Menurutnya, kondisi tersebut dapat terjadi pada siapa saja, bahkan pada orang dengan tubuh yang terlihat kuat sekalipun. Ia mencontohkan pernah menemukan kasus pendonor bertubuh besar justru pingsan saat proses donor, sementara pendonor dengan tubuh kecil tetap mampu menyelesaikan donor tanpa kendala.
"Hal tersebut menunjukkan bahwa kesiapan mental sangat memengaruhi kondisi seseorang saat menjalani donor darah," katanya.
Selain faktor psikologis, pingsan juga dapat terjadi jika pendonor tidak mempersiapkan diri dengan baik sebelum melakukan donor.

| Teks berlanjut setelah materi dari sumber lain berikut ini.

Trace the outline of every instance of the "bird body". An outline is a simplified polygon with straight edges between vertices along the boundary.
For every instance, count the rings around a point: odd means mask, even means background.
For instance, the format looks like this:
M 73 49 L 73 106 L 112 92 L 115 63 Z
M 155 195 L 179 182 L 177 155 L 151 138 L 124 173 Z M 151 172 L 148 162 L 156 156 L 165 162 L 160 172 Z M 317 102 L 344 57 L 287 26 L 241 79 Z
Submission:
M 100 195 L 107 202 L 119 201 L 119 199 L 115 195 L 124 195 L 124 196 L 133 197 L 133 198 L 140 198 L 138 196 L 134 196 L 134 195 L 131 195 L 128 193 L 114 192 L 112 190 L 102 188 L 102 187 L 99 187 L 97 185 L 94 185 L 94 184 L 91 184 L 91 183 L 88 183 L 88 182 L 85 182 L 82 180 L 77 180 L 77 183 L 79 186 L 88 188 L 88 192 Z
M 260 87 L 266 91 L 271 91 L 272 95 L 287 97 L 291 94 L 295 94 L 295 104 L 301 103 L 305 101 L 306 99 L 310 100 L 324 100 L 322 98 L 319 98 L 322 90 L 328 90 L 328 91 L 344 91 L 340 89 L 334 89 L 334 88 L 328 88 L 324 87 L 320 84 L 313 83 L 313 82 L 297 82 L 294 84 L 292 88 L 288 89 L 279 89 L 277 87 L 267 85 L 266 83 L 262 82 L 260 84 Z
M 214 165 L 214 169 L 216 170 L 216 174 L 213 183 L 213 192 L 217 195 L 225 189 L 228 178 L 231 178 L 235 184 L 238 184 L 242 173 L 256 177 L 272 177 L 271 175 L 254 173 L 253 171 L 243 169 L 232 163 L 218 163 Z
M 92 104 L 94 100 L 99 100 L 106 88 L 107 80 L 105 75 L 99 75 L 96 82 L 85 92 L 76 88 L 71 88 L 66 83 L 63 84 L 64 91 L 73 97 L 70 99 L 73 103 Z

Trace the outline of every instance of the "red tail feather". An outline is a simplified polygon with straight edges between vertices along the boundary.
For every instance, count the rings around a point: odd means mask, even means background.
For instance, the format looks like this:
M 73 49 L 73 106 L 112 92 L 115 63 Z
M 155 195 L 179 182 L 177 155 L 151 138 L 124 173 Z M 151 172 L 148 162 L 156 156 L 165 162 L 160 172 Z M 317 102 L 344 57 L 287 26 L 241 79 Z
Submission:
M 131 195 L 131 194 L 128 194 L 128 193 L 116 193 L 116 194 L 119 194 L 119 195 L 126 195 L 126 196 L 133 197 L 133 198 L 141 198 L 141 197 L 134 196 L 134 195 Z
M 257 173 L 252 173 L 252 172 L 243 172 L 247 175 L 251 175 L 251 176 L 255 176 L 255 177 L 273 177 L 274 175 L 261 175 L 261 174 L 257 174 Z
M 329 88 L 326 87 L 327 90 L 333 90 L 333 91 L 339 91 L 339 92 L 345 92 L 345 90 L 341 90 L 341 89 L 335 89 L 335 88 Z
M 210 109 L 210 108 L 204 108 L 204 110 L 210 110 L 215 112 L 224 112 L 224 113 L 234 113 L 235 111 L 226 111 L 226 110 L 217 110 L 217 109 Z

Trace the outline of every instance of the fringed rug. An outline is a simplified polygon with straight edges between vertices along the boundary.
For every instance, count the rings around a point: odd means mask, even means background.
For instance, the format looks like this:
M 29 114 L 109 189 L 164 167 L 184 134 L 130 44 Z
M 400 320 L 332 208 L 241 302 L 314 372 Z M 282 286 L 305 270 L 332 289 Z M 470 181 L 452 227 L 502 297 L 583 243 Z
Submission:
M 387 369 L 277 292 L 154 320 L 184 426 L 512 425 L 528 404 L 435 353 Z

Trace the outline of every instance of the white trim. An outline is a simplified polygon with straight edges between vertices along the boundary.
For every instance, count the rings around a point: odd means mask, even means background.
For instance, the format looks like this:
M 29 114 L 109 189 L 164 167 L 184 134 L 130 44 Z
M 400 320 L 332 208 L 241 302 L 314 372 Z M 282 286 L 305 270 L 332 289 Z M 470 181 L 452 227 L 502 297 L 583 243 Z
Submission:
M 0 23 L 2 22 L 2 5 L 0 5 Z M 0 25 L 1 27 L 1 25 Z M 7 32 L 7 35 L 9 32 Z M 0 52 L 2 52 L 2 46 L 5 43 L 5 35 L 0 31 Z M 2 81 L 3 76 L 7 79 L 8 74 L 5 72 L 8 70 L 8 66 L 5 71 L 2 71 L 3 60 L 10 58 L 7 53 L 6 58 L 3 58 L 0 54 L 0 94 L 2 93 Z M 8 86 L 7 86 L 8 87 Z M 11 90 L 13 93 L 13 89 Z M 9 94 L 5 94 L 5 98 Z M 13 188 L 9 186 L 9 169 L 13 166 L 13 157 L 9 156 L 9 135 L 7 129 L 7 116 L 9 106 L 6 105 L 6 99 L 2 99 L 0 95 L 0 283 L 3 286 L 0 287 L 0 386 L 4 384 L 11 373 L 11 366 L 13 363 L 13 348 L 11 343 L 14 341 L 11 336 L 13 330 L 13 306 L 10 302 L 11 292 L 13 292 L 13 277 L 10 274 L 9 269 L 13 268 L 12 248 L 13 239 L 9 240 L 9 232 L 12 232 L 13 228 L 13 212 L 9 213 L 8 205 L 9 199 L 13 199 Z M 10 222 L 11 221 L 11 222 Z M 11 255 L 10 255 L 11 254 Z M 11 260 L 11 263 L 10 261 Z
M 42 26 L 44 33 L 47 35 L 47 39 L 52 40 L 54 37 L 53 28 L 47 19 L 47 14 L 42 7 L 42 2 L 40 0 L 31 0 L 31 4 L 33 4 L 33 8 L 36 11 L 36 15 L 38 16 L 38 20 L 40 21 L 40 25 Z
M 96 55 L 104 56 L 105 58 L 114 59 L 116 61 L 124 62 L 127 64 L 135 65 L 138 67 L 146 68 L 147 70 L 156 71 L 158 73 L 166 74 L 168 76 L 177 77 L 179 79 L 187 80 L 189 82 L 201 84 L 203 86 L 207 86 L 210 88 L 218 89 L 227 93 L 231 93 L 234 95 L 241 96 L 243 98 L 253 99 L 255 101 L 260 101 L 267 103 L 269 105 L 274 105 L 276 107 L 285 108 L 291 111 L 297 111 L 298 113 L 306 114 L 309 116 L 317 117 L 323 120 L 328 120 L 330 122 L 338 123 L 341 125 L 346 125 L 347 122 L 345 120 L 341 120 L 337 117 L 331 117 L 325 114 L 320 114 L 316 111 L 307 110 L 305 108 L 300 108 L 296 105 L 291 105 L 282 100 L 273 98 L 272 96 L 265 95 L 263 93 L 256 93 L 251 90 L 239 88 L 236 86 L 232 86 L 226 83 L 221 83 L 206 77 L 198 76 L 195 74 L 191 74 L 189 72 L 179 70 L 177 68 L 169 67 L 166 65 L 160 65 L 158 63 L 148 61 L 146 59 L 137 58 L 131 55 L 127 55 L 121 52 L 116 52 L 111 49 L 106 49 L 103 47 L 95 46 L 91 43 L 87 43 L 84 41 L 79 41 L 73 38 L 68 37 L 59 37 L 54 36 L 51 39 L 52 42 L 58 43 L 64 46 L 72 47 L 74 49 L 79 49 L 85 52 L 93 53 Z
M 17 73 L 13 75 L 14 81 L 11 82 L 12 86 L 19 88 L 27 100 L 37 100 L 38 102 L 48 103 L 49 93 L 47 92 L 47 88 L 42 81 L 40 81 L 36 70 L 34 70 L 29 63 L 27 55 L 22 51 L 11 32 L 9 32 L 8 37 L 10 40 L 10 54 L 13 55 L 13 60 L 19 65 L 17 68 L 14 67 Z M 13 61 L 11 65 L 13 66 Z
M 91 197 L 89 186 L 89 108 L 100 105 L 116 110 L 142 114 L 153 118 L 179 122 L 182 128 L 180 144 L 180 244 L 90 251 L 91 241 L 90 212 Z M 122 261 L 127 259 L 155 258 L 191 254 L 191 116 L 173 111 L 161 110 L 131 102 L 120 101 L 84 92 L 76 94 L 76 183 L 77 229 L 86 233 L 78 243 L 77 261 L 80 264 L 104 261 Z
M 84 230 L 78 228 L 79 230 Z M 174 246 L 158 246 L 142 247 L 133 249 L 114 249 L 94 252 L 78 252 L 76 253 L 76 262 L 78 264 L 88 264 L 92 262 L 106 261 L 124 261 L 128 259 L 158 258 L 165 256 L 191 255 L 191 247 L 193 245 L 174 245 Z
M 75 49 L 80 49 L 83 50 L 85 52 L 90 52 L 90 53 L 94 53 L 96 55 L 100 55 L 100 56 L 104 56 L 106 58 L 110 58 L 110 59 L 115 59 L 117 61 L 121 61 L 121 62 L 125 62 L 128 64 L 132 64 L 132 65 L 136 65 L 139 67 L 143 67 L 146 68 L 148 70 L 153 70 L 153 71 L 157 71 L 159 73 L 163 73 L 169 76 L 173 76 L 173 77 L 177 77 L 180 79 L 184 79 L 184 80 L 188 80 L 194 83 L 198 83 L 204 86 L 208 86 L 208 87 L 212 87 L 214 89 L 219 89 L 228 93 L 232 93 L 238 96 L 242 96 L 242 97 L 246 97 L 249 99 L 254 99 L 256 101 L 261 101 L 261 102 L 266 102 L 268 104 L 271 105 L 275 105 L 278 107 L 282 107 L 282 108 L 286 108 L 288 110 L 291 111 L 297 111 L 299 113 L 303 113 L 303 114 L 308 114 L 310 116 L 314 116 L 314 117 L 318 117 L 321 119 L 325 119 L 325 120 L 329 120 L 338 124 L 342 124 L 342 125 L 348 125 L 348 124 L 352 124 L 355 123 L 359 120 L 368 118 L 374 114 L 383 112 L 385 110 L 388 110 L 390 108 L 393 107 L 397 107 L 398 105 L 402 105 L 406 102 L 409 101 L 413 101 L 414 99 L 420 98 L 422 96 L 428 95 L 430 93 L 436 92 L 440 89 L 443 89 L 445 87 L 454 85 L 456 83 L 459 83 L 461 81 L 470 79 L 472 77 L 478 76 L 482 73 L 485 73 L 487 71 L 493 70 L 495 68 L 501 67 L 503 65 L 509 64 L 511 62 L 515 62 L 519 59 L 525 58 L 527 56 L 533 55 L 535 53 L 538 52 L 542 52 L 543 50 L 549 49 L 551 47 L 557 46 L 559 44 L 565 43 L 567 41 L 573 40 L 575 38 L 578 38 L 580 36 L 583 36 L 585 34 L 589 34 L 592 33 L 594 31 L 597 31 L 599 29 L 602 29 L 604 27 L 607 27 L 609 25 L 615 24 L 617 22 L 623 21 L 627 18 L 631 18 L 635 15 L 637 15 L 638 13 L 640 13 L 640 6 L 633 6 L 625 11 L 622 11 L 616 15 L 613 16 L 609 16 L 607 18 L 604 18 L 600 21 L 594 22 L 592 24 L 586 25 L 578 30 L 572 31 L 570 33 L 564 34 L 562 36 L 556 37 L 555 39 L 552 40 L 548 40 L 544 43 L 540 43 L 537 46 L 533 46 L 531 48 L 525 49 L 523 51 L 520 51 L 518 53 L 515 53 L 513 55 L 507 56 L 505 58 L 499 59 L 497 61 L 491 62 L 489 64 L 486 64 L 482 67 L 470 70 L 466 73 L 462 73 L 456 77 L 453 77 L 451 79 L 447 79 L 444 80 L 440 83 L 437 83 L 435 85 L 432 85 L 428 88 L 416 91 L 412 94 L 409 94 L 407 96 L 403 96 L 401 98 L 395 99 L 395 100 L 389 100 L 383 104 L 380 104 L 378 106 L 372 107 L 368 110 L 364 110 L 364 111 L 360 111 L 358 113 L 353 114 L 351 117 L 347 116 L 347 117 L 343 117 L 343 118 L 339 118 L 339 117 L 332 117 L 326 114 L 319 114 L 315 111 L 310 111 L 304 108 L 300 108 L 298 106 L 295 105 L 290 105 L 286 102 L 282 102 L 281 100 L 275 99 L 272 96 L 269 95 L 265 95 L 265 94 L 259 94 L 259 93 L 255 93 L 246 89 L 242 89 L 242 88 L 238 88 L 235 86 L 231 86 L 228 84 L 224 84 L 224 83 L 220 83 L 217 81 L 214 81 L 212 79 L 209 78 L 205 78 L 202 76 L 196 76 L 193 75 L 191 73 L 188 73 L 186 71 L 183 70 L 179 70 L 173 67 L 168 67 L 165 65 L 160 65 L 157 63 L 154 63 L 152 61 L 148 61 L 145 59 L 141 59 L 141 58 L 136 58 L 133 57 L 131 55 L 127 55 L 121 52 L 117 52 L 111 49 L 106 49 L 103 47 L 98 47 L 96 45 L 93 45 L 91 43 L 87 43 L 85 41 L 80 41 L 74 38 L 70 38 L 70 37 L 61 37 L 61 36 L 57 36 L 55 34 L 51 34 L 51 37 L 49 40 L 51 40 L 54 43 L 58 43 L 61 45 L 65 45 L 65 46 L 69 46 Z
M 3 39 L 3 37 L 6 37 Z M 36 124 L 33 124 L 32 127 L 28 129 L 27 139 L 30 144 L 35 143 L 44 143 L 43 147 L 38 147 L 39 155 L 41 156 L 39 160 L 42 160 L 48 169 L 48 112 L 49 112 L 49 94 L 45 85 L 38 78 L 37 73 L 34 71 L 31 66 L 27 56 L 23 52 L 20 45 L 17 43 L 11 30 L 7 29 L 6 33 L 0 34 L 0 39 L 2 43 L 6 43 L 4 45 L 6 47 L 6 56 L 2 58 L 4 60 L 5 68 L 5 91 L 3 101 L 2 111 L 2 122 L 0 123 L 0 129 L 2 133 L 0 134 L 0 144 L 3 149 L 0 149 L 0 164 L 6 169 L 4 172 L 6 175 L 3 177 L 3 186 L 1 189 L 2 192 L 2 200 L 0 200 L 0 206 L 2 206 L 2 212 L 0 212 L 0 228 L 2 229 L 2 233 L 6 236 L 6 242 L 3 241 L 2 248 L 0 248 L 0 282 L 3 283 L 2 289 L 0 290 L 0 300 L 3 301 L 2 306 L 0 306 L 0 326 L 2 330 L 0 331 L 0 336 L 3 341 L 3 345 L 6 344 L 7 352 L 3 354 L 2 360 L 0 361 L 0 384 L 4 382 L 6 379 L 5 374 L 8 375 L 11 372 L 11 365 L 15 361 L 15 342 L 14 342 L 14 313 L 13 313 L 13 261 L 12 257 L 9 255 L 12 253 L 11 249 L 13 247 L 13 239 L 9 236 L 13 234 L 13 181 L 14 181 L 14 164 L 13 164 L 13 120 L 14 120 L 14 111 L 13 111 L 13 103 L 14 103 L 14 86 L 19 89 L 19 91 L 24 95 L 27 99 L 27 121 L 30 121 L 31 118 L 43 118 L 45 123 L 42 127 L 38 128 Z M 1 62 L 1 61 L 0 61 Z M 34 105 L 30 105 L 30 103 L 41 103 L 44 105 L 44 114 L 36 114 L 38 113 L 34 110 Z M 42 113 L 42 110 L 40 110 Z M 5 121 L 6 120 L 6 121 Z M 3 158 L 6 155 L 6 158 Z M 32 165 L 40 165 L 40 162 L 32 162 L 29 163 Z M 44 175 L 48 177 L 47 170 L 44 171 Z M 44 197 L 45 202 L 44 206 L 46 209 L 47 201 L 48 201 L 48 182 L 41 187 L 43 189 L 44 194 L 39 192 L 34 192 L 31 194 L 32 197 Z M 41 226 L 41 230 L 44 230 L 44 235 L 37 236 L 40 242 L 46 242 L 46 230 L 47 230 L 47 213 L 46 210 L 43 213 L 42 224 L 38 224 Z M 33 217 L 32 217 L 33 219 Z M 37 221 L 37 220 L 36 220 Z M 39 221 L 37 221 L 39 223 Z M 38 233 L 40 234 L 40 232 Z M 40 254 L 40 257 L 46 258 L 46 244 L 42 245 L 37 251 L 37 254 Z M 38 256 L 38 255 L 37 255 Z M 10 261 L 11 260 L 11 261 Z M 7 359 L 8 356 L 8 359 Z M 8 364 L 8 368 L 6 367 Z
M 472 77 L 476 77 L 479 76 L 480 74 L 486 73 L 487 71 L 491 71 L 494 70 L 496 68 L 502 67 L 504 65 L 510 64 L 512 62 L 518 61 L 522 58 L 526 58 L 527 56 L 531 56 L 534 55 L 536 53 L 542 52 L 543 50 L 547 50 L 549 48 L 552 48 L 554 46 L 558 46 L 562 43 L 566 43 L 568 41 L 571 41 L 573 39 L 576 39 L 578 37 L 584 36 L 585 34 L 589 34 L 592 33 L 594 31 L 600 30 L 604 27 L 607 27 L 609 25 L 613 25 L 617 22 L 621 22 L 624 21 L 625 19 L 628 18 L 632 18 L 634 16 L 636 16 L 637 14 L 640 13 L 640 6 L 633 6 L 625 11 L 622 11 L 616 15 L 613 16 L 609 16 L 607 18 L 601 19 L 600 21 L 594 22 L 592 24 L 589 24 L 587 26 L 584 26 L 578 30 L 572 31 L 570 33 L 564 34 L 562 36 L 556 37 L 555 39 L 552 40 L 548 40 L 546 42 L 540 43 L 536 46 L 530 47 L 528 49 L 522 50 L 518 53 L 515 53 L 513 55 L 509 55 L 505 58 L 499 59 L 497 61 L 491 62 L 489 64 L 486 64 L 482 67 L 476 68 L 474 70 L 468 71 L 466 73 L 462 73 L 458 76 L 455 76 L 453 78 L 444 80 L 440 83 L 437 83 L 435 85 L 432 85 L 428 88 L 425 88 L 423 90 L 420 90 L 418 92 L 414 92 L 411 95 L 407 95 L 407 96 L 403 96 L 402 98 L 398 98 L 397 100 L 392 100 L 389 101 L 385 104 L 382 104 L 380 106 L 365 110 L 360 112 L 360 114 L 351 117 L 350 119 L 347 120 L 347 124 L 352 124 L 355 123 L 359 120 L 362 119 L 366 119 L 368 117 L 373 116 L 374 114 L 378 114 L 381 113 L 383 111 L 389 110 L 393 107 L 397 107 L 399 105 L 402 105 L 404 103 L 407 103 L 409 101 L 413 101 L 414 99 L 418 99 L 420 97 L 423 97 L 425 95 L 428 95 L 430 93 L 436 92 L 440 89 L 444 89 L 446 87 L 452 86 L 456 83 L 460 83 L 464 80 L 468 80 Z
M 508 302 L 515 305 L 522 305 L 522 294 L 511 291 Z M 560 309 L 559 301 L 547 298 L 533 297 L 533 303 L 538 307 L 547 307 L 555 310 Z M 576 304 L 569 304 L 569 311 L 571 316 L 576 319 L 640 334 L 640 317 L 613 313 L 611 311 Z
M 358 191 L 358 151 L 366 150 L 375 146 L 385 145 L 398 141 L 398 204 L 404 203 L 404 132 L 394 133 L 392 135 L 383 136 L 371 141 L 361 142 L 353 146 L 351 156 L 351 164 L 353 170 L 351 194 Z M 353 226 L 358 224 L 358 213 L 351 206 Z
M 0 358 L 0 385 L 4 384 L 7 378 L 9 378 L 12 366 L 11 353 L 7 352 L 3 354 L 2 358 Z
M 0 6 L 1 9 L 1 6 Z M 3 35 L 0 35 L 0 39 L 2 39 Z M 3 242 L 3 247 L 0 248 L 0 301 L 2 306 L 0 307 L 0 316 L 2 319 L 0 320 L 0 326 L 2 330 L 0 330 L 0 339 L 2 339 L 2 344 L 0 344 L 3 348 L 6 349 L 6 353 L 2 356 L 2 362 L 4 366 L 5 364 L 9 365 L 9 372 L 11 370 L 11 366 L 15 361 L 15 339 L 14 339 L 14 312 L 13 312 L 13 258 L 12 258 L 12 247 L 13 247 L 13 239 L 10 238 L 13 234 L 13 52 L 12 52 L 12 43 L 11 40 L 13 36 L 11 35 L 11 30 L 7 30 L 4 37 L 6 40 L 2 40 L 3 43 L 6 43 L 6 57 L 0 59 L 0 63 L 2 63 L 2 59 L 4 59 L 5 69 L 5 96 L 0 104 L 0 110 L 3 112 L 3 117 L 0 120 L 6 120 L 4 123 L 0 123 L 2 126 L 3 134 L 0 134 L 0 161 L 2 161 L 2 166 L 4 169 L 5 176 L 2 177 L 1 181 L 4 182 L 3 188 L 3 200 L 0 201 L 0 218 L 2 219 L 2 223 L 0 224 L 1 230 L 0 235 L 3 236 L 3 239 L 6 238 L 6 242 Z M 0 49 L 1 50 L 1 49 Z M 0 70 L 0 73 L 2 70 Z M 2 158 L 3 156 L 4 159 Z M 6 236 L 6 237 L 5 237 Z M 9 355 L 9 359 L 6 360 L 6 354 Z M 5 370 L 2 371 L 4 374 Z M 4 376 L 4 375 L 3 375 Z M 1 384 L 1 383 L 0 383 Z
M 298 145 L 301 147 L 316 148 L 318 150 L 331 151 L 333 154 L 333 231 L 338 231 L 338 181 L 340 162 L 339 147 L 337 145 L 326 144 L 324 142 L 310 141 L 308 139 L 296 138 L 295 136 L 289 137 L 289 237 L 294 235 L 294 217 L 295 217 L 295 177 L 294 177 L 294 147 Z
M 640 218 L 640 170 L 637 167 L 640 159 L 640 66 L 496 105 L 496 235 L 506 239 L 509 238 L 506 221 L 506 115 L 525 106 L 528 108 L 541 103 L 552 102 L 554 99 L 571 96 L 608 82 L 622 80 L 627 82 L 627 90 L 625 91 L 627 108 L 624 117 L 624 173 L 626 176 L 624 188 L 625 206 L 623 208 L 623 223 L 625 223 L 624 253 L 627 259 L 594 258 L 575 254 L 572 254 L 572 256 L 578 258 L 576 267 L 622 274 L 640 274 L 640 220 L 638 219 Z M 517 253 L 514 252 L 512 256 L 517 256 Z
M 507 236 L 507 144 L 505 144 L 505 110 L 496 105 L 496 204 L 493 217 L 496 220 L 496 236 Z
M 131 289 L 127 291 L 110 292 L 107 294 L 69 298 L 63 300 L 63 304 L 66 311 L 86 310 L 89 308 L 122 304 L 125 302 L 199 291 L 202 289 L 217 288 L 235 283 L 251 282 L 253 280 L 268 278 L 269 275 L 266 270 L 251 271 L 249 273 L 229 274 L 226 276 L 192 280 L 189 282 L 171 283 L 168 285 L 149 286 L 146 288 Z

Karena itu, PMI selalu melakukan pemeriksaan awal terhadap calon pendonor, termasuk kondisi kesehatan dan riwayat aktivitas sebelum donor.
Pendonor juga diminta memberikan informasi secara jujur kepada petugas. Hal yang penting diinformasikan adalah jika pendonor sedang kurang tidur, belum makan cukup, atau sedang tidak fit.
“Kalau di tengah proses donor pendonor pingsan, maka proses donor harus dihentikan,” jelasnya.
Ia melanjutkan, dalam kondisi tersebut darah yang telah diambil tidak dapat digunakan karena volumenya tidak memenuhi standar yang ditetapkan. Untuk satu kantong donor, darah yang dibutuhkan minimal sekitar 350 mililiter agar dapat diproses dan dimanfaatkan oleh rumah sakit.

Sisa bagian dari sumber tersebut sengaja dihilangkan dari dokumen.